A golden bridge I saw in a dream once
I was a fundie then I found this amazing being in the Bible(Yahshua-Jesus), this loving awesome God in my prayers, and then one day I woke up and realized that this loving God was not angry with me at all and that God loved everyone who borrowed a soul for their journey to this world.... When I believed all of the fundie' judgemental beliefs about people, I kept falling into a trap of judging others that I didn't even know. The more I learn about other people the less I can judge them. I see my fundie friends on one side of the fence and they perceive that everyone else is on the other side but I just don't see the world that way any more. I woke up in a new place and now I find myself without a church but the one the Holy Spirit planted in me when I came up from my water-baptism in that old school fire and brimstone church I grew up in. I still believe but I don't belong. That old-school fundie church gave me a gift I would never give back(Jesus Christ) but their doctines of racism, sexism, homophobia, and xenophobic nationalism were straight from the pits of hell. I have learned to shake off the part that is not from a God who is unconditional love but I am still a work in progress.
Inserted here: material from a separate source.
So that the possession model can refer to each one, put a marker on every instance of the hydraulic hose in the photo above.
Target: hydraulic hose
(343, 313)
I think one of my worst personal attributes is judging fundies too harshly. Fundie Christian Charities probably do more good than harm and I believe that fundie Christians are the most giving people on the planet. Fundies don't just give to their own kind but give to everyone and even if they are doing it to prostelize them it still works out as giving. Charity is somewhat of a Christian staple. When someone is doing good, acknowledge it. What I don't like about the fundie churches that I regularly attend is the way they start off praising God with song but ruin it when they start preaching. I love modern Christian music and I believe 90% of the music I hear on Christian stations blesses God but about 50% of the preaching has nothing to do with glorifying God. I try not to forsake assembling together with others to praise God but when I walk in on a gay , muslim, homosexual, homeless bashing sermon I just barely can wait to find my way to the front door and never return.
I still believe and I will never forsake those beliefs(Peter said the same thing) because God will never leave me nor forsake me. I have believed for a long time now that God will reconcile all things to love. All that said, some days I find that some of my non-christian brothers and sisters often seem to have more of the spirit of Christ in them than some of my my brothers and sisters who claim to be Christians.
I had a dream once about a golden bridge. It was a dream of where I was coming from and where I was going to. There is a bridge between non-christians and christians and it is called love. I pray that we all, my christian and non-christian brothers and sisters, find that bridge...that bridge that stands in the gap between us and God.